カタカナ(片仮名)トハ、日本語ヲ書キ記ス際ニ用フル文字ノ一種ナリ。
ガイエウ
ヒラガナト並ビテ日本語ニテ使用セラルヽ表音文字ナリ。音節文字ニシテ一文字ハ原則トシテ一ノ音節ヲ表ス(「シャ」「ミュ」ナド拗音ヲ含ムモノハ除ク)。二系統ノ音節文字ヲ倂用スル言語ハ世界廣シト雖モ希少ニシテ、現在ハ日本語アルノミナリ。
外来語ノ表記乃至学術上ノ動物・植物ノ名ノ表記、擬音語・擬態語ノ表記ナドニ用ヰラル。日本ノ学校教育ニ於テハ、小学校一年生二教授セラル。
日本語ノ他ニハ「アイヌ語(アイヌ イタㇰ)」ニ用ヰラレ、戰前ニ於テハ「臺灣語(タイ𚿳ヲァヌ𚿻ヲエ𚿵)」並ビに「臺灣客家語(ト̣イ𚿵ヴァヌ𚿽ハㇰ𚿶カア𚿳ギイ𚿳)」(倶ニ臺灣二於ケル中國語方言ナリ)ノ發音表記トシテ用ヰラレタリ。沖繩縣當局ニヨリ定メラレシ「沖繩語(ウチナーグチ)」ナド「琉球諸語(シマクトゥバ)」ノ表記法ノヤウニ方言・地方言語ノ發音表記ニカタカナヲ利用スル例モマタアリ。

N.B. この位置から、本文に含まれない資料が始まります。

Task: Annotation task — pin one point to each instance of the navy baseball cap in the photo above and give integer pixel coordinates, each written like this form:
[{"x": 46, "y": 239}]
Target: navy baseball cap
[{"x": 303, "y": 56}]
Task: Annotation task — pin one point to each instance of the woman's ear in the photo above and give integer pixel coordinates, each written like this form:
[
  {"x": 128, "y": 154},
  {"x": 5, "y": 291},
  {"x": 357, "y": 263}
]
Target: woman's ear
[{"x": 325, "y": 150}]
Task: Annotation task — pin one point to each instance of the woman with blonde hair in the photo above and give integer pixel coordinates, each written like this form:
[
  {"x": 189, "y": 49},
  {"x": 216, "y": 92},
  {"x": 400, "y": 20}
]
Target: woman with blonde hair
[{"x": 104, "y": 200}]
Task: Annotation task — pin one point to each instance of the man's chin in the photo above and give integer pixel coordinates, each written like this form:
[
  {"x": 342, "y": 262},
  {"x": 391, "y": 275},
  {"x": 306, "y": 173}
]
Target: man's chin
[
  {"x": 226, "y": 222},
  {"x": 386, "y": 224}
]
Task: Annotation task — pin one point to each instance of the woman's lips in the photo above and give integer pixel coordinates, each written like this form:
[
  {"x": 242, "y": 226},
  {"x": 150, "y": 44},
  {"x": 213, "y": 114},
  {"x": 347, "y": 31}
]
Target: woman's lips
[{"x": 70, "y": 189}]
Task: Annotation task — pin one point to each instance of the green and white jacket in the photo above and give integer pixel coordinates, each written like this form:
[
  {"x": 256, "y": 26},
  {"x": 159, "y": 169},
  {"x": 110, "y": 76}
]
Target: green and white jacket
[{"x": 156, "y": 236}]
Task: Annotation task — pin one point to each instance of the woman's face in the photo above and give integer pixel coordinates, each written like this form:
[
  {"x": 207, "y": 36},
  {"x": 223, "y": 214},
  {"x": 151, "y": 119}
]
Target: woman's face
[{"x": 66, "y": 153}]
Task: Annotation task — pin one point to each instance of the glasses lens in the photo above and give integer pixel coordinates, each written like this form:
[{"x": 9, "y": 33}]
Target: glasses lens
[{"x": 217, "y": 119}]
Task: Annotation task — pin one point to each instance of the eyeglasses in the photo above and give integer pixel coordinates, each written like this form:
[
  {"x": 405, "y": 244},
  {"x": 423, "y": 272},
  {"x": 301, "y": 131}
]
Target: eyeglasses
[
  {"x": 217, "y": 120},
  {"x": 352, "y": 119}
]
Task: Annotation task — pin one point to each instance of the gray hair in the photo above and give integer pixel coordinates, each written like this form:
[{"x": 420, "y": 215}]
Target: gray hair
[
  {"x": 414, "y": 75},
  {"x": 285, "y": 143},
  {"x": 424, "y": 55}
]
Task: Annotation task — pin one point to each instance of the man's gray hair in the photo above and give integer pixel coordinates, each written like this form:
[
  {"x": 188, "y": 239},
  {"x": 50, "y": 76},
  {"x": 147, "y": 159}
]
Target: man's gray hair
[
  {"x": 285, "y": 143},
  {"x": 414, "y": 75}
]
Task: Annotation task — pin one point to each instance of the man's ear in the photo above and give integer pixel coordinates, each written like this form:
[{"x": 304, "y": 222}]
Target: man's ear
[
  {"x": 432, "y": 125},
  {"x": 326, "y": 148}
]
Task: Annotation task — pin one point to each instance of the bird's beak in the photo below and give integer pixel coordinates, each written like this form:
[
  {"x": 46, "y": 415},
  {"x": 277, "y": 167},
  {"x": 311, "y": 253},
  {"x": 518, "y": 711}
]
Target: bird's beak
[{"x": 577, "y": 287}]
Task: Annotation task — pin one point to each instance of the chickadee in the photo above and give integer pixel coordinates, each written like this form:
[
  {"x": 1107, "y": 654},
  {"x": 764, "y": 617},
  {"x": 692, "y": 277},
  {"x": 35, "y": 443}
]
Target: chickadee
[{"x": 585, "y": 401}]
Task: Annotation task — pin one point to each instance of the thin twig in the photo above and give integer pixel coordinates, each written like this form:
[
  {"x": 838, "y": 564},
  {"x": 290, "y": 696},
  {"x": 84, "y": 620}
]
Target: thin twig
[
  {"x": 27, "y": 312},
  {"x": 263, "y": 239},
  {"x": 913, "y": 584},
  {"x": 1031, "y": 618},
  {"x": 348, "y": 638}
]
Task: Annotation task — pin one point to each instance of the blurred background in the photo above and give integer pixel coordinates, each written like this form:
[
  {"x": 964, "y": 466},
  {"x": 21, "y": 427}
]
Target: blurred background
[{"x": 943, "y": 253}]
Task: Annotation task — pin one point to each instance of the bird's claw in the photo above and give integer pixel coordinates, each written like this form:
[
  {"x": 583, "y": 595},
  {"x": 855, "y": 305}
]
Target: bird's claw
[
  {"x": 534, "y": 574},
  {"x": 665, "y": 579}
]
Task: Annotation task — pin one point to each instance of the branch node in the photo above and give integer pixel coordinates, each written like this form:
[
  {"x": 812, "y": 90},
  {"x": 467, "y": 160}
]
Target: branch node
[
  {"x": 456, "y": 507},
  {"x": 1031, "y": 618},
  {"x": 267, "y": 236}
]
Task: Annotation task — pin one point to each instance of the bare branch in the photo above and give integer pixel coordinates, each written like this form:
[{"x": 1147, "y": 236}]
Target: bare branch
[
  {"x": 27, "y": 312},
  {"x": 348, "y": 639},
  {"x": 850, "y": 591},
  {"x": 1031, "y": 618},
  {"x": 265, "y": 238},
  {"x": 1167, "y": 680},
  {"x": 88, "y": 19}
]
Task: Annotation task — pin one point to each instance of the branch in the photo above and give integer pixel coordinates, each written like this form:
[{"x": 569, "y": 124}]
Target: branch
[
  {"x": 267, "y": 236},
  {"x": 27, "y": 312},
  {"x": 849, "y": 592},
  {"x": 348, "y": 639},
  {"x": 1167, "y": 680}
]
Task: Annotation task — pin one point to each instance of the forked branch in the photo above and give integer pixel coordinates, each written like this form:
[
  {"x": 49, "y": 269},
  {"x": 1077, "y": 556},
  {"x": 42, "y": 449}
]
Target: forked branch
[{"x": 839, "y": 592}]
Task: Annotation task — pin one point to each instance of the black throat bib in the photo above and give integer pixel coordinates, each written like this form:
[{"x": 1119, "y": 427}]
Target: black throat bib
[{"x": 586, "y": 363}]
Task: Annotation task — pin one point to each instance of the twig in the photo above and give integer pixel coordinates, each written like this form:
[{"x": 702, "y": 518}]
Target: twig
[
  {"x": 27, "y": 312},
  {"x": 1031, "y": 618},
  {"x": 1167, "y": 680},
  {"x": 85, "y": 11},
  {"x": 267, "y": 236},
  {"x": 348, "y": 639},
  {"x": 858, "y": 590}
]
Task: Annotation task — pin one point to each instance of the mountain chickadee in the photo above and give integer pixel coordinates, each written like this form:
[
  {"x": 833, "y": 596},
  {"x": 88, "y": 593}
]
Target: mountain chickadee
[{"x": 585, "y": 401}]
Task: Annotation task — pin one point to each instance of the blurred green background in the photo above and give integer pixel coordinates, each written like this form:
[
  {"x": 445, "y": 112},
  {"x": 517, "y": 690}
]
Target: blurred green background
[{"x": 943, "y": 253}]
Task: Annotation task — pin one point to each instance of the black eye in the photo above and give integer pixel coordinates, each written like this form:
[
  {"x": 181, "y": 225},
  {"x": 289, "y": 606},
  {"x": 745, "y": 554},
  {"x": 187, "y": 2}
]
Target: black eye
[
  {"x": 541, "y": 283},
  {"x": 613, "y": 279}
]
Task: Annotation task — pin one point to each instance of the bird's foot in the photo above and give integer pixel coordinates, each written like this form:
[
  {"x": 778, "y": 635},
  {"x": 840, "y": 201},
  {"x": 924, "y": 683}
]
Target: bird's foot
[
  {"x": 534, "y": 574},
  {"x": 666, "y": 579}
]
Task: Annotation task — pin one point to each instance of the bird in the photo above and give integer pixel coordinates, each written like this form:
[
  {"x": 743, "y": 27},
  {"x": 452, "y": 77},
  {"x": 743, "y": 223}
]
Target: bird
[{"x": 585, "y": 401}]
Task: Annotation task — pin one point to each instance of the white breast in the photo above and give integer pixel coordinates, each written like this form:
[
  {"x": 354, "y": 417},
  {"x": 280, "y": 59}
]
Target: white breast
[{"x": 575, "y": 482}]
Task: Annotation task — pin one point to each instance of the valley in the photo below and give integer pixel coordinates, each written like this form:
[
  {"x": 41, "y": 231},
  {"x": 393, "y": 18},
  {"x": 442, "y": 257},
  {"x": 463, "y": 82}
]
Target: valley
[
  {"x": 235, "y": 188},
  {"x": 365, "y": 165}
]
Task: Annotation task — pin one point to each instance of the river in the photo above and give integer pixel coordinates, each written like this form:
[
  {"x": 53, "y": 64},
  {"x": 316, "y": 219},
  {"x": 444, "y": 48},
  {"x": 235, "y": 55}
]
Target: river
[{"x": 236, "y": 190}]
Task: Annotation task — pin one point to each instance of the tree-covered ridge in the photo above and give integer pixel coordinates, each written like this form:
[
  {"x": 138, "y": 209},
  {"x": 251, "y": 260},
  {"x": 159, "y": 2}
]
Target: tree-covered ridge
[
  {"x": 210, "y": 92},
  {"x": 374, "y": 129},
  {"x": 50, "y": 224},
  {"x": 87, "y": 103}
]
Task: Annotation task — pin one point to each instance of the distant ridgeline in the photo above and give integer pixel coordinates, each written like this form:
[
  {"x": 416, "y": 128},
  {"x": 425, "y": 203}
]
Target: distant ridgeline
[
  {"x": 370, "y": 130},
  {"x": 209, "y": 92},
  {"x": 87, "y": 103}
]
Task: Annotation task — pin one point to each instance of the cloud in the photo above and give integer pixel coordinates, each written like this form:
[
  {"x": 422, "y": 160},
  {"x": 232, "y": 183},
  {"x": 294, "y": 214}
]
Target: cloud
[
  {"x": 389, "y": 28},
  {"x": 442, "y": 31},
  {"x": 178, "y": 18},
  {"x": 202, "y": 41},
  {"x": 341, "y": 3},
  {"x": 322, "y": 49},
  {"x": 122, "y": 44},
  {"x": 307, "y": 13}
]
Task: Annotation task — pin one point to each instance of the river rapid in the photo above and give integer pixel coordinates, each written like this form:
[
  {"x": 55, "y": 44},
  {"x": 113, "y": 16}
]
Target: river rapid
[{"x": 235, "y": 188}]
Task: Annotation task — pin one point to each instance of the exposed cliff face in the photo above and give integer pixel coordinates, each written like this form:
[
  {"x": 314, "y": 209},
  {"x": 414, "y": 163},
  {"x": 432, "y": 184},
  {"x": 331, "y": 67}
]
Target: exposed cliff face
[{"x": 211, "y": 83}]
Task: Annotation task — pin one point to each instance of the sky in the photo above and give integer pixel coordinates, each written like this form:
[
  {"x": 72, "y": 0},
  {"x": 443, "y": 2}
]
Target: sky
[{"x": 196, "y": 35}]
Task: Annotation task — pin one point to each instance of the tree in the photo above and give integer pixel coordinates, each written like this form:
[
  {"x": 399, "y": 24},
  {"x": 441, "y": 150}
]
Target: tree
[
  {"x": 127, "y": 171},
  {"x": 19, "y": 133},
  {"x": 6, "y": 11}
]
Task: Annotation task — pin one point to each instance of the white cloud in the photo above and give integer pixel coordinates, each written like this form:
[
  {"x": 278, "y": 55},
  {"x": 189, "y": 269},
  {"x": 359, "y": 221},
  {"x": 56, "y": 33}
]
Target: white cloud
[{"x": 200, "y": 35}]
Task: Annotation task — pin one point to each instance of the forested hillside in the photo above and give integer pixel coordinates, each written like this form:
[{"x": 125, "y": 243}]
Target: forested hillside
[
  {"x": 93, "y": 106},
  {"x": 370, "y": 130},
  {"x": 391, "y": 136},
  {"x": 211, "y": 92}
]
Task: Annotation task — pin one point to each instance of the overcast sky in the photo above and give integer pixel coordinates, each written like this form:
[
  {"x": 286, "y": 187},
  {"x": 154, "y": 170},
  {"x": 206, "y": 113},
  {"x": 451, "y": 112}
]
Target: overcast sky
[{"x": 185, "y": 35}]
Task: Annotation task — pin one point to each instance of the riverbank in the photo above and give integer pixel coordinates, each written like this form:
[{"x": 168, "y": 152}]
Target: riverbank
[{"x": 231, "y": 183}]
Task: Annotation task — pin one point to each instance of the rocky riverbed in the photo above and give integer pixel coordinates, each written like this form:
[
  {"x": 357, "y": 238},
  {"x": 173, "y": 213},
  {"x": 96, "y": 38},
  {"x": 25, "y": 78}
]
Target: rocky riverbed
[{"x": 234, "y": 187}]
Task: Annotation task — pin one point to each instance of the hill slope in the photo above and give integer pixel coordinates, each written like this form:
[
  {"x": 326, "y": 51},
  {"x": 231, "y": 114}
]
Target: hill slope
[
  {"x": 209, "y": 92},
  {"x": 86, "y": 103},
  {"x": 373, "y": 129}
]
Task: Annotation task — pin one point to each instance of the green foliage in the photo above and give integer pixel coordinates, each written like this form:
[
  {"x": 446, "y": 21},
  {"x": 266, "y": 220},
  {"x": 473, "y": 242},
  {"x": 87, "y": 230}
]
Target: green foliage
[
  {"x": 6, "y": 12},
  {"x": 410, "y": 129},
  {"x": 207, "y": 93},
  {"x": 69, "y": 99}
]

但シ是等ノ言語ニ於テハ日本語ニ無キ発音ヲ表現スベク、「ㇰ」「ㇷ゚」ノ如キ小文字ガ追加セラレ、且符号ヲ加フル等ノ改變セラレタリ。
レキシ
万葉仮名ニ宛テラレツル漢字ノ一部ヲ取リ出シ、独立シタ文字トシタルモノニシテ、平安時代ニ僧侶達ガ御經ノ書写ヲ簡便ニセムトスル爲ニ用ヰラレタル記号ヲ淵源トス。
初期ニハ異體字ガ數多在リシガ、平假名ト異ナリ、早キ時期ニ現在ノ字體ニ統一セラレタリ。
明治ヨリ昭和初期ニハ、法律ヲ始メ公文書ノ表記ハ、片仮名ト漢字トヲ以テセリ。日本国憲法公布後、公文書ハヒラガナニ因ル口語體ト定メラレキ。サレド近年迄、刑法・民法・商法ナド、カタカナ書キ文語體ノ条文ガ殘存スル法規モアリキ。平成ニ入テヨリ順次平仮名書キ口語體表記ニ改メラル。
猶、本稿ハ戦前ノ表記ヲ踏マヘ、歴史的仮名遣且ツ文語體ニテ記シキ。